Agatha Tiegel Hanson was a woman of her time and ahead of her time. This is evident in her Valedictorian speech, “The Intellect of Woman,” which you can read in its entirety on handspeak.com. I find the following passage at the end of her speech particularly telling:
Over and above the peculiarities which pertain to a woman as a woman are her needs as a human being. She has her own way to make in the world, and she will succeed or fail in whatever sphere she moves, according as her judgment is rendered accurate, her moral nature cultivated, her thinking faculties strengthened. It is true that we have made a start in the right direction. But that start has been made very recently, and it is still too early to pass sentence on the results. There yet remains a large fund of prejudice to overcome, of false sentiment to combat, of narrow-minded opposition to triumph over. But there is no uncertainty as to the final outcome. Civilization is too far advanced not to acknowledge the justice of woman’s cause. She herself is too strongly impelled by a noble hunger for something better than she has known, too highly inspired by the vista of the glorious future, not to rise with determination and might and move on till all barriers crumble and fall.”

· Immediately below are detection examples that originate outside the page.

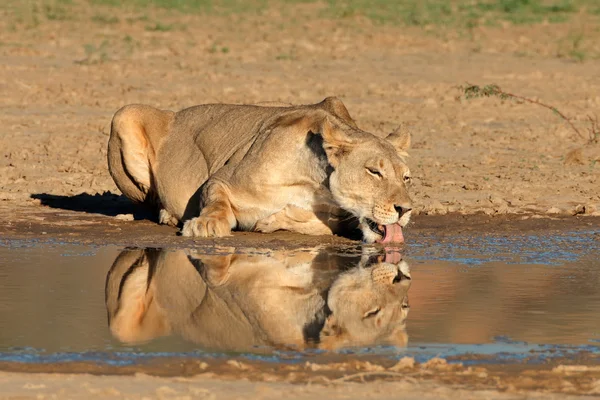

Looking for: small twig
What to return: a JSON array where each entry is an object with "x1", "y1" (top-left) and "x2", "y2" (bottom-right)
[
  {"x1": 459, "y1": 82, "x2": 598, "y2": 142},
  {"x1": 330, "y1": 371, "x2": 418, "y2": 383},
  {"x1": 587, "y1": 115, "x2": 600, "y2": 143}
]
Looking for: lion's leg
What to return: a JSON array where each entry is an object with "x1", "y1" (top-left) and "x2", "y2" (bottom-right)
[
  {"x1": 181, "y1": 183, "x2": 237, "y2": 237},
  {"x1": 158, "y1": 208, "x2": 179, "y2": 227},
  {"x1": 107, "y1": 105, "x2": 178, "y2": 225},
  {"x1": 254, "y1": 206, "x2": 333, "y2": 235}
]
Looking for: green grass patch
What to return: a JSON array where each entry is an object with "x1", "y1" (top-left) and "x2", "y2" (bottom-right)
[{"x1": 0, "y1": 0, "x2": 600, "y2": 31}]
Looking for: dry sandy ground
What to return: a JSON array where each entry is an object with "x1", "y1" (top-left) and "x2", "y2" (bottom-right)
[
  {"x1": 0, "y1": 2, "x2": 600, "y2": 399},
  {"x1": 0, "y1": 3, "x2": 600, "y2": 222},
  {"x1": 0, "y1": 373, "x2": 593, "y2": 400}
]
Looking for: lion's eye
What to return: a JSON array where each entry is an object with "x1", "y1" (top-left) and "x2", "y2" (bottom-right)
[
  {"x1": 363, "y1": 307, "x2": 381, "y2": 319},
  {"x1": 367, "y1": 167, "x2": 383, "y2": 178}
]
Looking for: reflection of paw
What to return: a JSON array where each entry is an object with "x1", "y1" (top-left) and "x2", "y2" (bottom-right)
[
  {"x1": 158, "y1": 209, "x2": 179, "y2": 226},
  {"x1": 181, "y1": 216, "x2": 231, "y2": 237}
]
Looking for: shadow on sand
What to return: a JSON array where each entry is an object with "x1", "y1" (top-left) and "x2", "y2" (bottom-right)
[{"x1": 31, "y1": 192, "x2": 156, "y2": 220}]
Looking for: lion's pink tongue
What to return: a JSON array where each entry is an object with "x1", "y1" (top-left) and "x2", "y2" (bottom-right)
[{"x1": 381, "y1": 223, "x2": 404, "y2": 243}]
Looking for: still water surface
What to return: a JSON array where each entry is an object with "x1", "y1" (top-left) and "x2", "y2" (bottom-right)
[{"x1": 0, "y1": 231, "x2": 600, "y2": 362}]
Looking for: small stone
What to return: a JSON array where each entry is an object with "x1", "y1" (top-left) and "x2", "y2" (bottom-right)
[
  {"x1": 390, "y1": 357, "x2": 415, "y2": 371},
  {"x1": 115, "y1": 214, "x2": 133, "y2": 221},
  {"x1": 573, "y1": 204, "x2": 586, "y2": 215}
]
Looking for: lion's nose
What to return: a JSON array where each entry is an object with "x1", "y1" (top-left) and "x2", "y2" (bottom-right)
[{"x1": 394, "y1": 205, "x2": 412, "y2": 218}]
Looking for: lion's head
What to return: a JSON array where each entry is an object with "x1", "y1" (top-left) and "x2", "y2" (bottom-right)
[
  {"x1": 296, "y1": 104, "x2": 412, "y2": 243},
  {"x1": 320, "y1": 261, "x2": 411, "y2": 349}
]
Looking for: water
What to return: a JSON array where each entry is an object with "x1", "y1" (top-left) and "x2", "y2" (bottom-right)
[{"x1": 0, "y1": 231, "x2": 600, "y2": 364}]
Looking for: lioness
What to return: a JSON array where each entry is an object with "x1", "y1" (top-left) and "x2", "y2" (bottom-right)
[
  {"x1": 106, "y1": 245, "x2": 411, "y2": 351},
  {"x1": 108, "y1": 97, "x2": 412, "y2": 243}
]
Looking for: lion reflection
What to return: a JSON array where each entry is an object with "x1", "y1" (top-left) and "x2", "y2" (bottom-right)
[{"x1": 105, "y1": 245, "x2": 411, "y2": 351}]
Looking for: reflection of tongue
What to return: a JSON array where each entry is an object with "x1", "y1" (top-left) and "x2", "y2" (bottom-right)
[{"x1": 381, "y1": 223, "x2": 404, "y2": 243}]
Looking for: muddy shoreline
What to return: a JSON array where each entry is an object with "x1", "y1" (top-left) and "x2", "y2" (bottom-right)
[{"x1": 0, "y1": 195, "x2": 600, "y2": 249}]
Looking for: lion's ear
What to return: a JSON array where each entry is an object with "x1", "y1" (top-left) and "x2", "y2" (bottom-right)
[
  {"x1": 319, "y1": 314, "x2": 344, "y2": 350},
  {"x1": 317, "y1": 96, "x2": 358, "y2": 128},
  {"x1": 311, "y1": 116, "x2": 355, "y2": 168},
  {"x1": 386, "y1": 125, "x2": 410, "y2": 153}
]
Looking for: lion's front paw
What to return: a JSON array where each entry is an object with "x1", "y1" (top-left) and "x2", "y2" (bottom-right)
[
  {"x1": 181, "y1": 216, "x2": 231, "y2": 237},
  {"x1": 158, "y1": 208, "x2": 179, "y2": 226}
]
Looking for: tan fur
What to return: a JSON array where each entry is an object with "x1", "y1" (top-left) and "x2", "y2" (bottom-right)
[
  {"x1": 108, "y1": 97, "x2": 412, "y2": 242},
  {"x1": 106, "y1": 249, "x2": 410, "y2": 351}
]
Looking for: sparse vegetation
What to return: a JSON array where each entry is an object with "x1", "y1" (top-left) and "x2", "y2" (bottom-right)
[
  {"x1": 75, "y1": 40, "x2": 109, "y2": 65},
  {"x1": 0, "y1": 0, "x2": 600, "y2": 30},
  {"x1": 458, "y1": 83, "x2": 600, "y2": 143},
  {"x1": 92, "y1": 14, "x2": 119, "y2": 25},
  {"x1": 146, "y1": 22, "x2": 173, "y2": 32}
]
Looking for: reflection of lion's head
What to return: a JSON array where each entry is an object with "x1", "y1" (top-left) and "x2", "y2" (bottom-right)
[
  {"x1": 321, "y1": 261, "x2": 411, "y2": 348},
  {"x1": 106, "y1": 245, "x2": 410, "y2": 351}
]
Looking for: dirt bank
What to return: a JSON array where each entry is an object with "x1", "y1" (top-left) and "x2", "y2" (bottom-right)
[{"x1": 0, "y1": 2, "x2": 600, "y2": 225}]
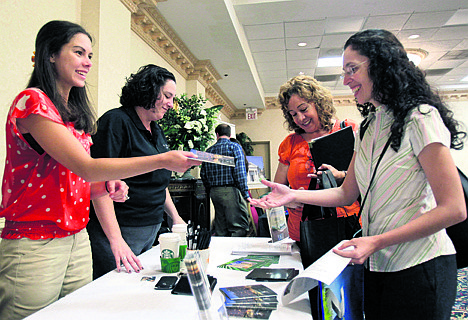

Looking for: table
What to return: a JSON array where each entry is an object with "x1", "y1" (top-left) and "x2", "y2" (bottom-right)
[{"x1": 27, "y1": 237, "x2": 311, "y2": 320}]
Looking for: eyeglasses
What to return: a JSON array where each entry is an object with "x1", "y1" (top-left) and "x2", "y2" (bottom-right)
[{"x1": 340, "y1": 60, "x2": 368, "y2": 79}]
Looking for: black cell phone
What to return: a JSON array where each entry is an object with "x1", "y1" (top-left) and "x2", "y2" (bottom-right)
[
  {"x1": 171, "y1": 274, "x2": 218, "y2": 295},
  {"x1": 154, "y1": 276, "x2": 179, "y2": 290}
]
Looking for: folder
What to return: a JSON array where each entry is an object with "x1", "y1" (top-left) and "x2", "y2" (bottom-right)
[{"x1": 309, "y1": 126, "x2": 354, "y2": 171}]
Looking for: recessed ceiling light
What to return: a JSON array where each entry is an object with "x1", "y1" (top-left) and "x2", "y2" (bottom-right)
[
  {"x1": 317, "y1": 56, "x2": 343, "y2": 68},
  {"x1": 406, "y1": 49, "x2": 428, "y2": 66}
]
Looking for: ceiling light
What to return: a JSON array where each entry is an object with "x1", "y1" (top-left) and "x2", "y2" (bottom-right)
[
  {"x1": 317, "y1": 56, "x2": 343, "y2": 68},
  {"x1": 406, "y1": 49, "x2": 428, "y2": 66}
]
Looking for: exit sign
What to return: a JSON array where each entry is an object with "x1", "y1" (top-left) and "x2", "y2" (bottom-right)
[{"x1": 245, "y1": 108, "x2": 258, "y2": 120}]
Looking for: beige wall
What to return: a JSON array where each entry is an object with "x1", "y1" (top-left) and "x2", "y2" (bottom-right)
[
  {"x1": 232, "y1": 106, "x2": 362, "y2": 179},
  {"x1": 231, "y1": 101, "x2": 468, "y2": 179}
]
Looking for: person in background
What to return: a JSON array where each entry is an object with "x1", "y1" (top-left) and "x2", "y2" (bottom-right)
[
  {"x1": 229, "y1": 138, "x2": 258, "y2": 237},
  {"x1": 274, "y1": 76, "x2": 359, "y2": 241},
  {"x1": 200, "y1": 124, "x2": 250, "y2": 237},
  {"x1": 87, "y1": 64, "x2": 185, "y2": 279},
  {"x1": 252, "y1": 29, "x2": 466, "y2": 320},
  {"x1": 0, "y1": 20, "x2": 200, "y2": 320}
]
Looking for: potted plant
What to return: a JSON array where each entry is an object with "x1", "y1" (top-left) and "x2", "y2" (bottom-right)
[
  {"x1": 236, "y1": 132, "x2": 253, "y2": 156},
  {"x1": 158, "y1": 93, "x2": 223, "y2": 178}
]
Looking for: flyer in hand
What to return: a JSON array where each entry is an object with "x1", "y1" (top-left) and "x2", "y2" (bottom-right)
[{"x1": 190, "y1": 149, "x2": 236, "y2": 167}]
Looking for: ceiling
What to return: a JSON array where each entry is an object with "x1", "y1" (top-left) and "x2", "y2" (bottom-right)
[{"x1": 156, "y1": 0, "x2": 468, "y2": 114}]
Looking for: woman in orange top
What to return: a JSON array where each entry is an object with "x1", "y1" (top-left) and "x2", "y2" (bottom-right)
[{"x1": 274, "y1": 76, "x2": 359, "y2": 241}]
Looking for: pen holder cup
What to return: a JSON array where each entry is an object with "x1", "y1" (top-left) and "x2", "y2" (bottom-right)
[
  {"x1": 161, "y1": 257, "x2": 180, "y2": 273},
  {"x1": 187, "y1": 248, "x2": 210, "y2": 273}
]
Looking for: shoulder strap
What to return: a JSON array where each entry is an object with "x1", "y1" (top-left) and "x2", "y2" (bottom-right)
[{"x1": 357, "y1": 135, "x2": 391, "y2": 221}]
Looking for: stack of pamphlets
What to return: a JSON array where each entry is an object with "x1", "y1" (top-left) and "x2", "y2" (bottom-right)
[
  {"x1": 218, "y1": 255, "x2": 279, "y2": 271},
  {"x1": 219, "y1": 284, "x2": 278, "y2": 319},
  {"x1": 190, "y1": 149, "x2": 236, "y2": 167}
]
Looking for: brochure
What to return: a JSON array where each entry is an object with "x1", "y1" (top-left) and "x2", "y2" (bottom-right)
[
  {"x1": 281, "y1": 240, "x2": 353, "y2": 305},
  {"x1": 266, "y1": 207, "x2": 289, "y2": 242}
]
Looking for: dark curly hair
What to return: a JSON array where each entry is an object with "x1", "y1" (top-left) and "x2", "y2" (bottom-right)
[
  {"x1": 120, "y1": 64, "x2": 176, "y2": 110},
  {"x1": 344, "y1": 29, "x2": 466, "y2": 151},
  {"x1": 27, "y1": 20, "x2": 96, "y2": 133},
  {"x1": 278, "y1": 76, "x2": 336, "y2": 134}
]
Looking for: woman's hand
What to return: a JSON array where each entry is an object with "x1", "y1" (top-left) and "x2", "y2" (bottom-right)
[
  {"x1": 160, "y1": 151, "x2": 201, "y2": 172},
  {"x1": 333, "y1": 236, "x2": 380, "y2": 264},
  {"x1": 307, "y1": 164, "x2": 346, "y2": 182},
  {"x1": 250, "y1": 180, "x2": 299, "y2": 209},
  {"x1": 105, "y1": 180, "x2": 130, "y2": 202}
]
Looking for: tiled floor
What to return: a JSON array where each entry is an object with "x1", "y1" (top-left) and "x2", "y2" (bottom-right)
[{"x1": 451, "y1": 268, "x2": 468, "y2": 320}]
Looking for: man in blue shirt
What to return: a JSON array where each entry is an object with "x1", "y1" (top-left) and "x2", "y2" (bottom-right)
[{"x1": 200, "y1": 124, "x2": 250, "y2": 237}]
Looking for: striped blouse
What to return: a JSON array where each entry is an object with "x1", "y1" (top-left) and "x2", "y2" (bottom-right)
[{"x1": 355, "y1": 105, "x2": 455, "y2": 272}]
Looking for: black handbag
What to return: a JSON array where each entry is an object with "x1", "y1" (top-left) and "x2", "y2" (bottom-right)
[
  {"x1": 300, "y1": 170, "x2": 361, "y2": 268},
  {"x1": 300, "y1": 138, "x2": 390, "y2": 269},
  {"x1": 446, "y1": 168, "x2": 468, "y2": 269}
]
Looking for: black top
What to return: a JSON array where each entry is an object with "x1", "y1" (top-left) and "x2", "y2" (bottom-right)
[{"x1": 90, "y1": 107, "x2": 171, "y2": 226}]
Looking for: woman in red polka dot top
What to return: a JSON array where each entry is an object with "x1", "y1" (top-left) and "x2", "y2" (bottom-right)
[{"x1": 0, "y1": 21, "x2": 200, "y2": 319}]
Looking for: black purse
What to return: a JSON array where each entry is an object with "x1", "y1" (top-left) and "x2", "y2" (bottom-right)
[
  {"x1": 300, "y1": 138, "x2": 390, "y2": 269},
  {"x1": 300, "y1": 170, "x2": 361, "y2": 268},
  {"x1": 446, "y1": 168, "x2": 468, "y2": 269}
]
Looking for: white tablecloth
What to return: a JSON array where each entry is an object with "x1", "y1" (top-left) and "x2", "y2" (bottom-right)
[{"x1": 27, "y1": 237, "x2": 311, "y2": 320}]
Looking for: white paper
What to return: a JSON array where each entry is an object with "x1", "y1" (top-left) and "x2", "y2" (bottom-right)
[
  {"x1": 281, "y1": 240, "x2": 354, "y2": 305},
  {"x1": 232, "y1": 242, "x2": 292, "y2": 255}
]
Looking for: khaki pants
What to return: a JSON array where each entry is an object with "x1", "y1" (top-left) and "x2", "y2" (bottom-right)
[{"x1": 0, "y1": 229, "x2": 92, "y2": 320}]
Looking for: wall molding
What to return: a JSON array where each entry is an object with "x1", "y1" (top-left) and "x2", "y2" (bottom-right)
[
  {"x1": 120, "y1": 0, "x2": 468, "y2": 119},
  {"x1": 120, "y1": 0, "x2": 237, "y2": 119},
  {"x1": 265, "y1": 90, "x2": 468, "y2": 109}
]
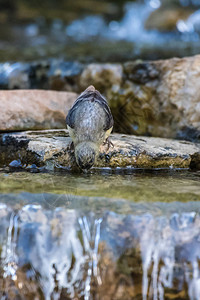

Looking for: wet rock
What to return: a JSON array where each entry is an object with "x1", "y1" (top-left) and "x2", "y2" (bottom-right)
[
  {"x1": 0, "y1": 55, "x2": 200, "y2": 141},
  {"x1": 112, "y1": 56, "x2": 200, "y2": 140},
  {"x1": 0, "y1": 90, "x2": 77, "y2": 131},
  {"x1": 0, "y1": 130, "x2": 200, "y2": 170}
]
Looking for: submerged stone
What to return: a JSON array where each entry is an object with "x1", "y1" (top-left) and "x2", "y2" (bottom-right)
[{"x1": 0, "y1": 130, "x2": 200, "y2": 171}]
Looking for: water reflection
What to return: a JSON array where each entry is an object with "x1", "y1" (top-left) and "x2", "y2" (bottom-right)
[
  {"x1": 0, "y1": 199, "x2": 200, "y2": 300},
  {"x1": 0, "y1": 0, "x2": 200, "y2": 62}
]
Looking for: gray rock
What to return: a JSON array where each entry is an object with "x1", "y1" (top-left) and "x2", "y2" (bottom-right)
[{"x1": 0, "y1": 130, "x2": 200, "y2": 170}]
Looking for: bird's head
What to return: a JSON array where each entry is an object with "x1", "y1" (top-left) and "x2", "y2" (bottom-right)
[{"x1": 75, "y1": 142, "x2": 98, "y2": 170}]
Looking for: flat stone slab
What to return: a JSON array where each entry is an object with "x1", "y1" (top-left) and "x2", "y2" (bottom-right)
[{"x1": 0, "y1": 130, "x2": 200, "y2": 171}]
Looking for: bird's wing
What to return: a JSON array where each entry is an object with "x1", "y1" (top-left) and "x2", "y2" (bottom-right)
[{"x1": 66, "y1": 88, "x2": 114, "y2": 131}]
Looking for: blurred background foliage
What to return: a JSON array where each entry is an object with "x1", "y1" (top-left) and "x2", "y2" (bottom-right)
[{"x1": 0, "y1": 0, "x2": 200, "y2": 62}]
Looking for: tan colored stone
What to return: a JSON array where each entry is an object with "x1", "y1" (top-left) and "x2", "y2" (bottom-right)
[
  {"x1": 0, "y1": 90, "x2": 77, "y2": 131},
  {"x1": 0, "y1": 130, "x2": 200, "y2": 171},
  {"x1": 107, "y1": 55, "x2": 200, "y2": 140}
]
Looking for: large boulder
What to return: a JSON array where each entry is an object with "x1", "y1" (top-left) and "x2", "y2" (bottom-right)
[
  {"x1": 0, "y1": 55, "x2": 200, "y2": 141},
  {"x1": 0, "y1": 130, "x2": 200, "y2": 171},
  {"x1": 0, "y1": 90, "x2": 77, "y2": 131}
]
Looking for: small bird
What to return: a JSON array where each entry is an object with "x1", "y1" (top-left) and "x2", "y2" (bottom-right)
[{"x1": 66, "y1": 85, "x2": 114, "y2": 169}]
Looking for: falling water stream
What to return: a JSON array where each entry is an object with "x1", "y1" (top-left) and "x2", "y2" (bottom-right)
[{"x1": 0, "y1": 171, "x2": 200, "y2": 300}]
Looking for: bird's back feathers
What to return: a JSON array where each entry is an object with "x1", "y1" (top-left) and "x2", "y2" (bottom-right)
[{"x1": 66, "y1": 86, "x2": 113, "y2": 131}]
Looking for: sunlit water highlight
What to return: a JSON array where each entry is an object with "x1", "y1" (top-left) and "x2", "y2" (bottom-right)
[{"x1": 0, "y1": 172, "x2": 200, "y2": 300}]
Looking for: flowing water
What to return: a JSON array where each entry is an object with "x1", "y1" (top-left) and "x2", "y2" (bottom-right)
[
  {"x1": 0, "y1": 0, "x2": 200, "y2": 62},
  {"x1": 0, "y1": 169, "x2": 200, "y2": 300}
]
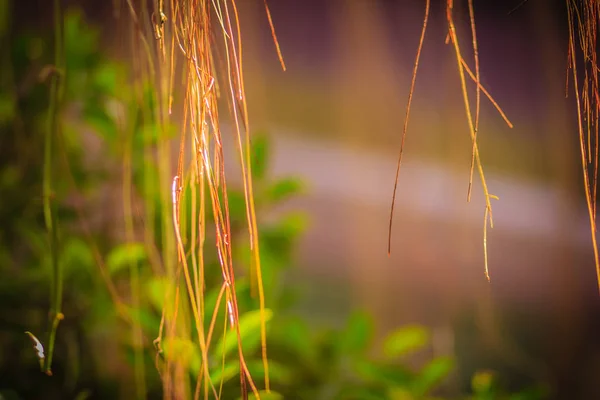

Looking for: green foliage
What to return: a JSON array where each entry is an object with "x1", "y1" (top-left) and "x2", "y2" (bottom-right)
[{"x1": 0, "y1": 6, "x2": 543, "y2": 400}]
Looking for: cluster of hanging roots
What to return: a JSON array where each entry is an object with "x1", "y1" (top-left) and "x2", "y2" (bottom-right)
[
  {"x1": 119, "y1": 0, "x2": 285, "y2": 399},
  {"x1": 115, "y1": 0, "x2": 600, "y2": 398},
  {"x1": 388, "y1": 0, "x2": 600, "y2": 290}
]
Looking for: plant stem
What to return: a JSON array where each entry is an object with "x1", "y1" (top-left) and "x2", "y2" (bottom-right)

In this address, Agatha extols a woman’s right to independence of thought and deed. She knows full well the obstacles from history, and yet she demonstrates confidence in the evolution of civilization. She sees past historic bias and recognizes the momentum of change. This is progressive thinking from any woman of that day, but being deaf must have given Agatha particular insight to prevailing prejudice and the potency of determination. I can see why this strong and intelligent woman was honored by The National Women’s History Project.
In 1980, the National Women’s History Project (NWHP) was founded in Santa Rosa, California by Molly Murphy MacGregor, Mary Ruthsdotter, Maria Cuevas, Paula Hammett and Bette Morgan to broadcast women’s historical achievements.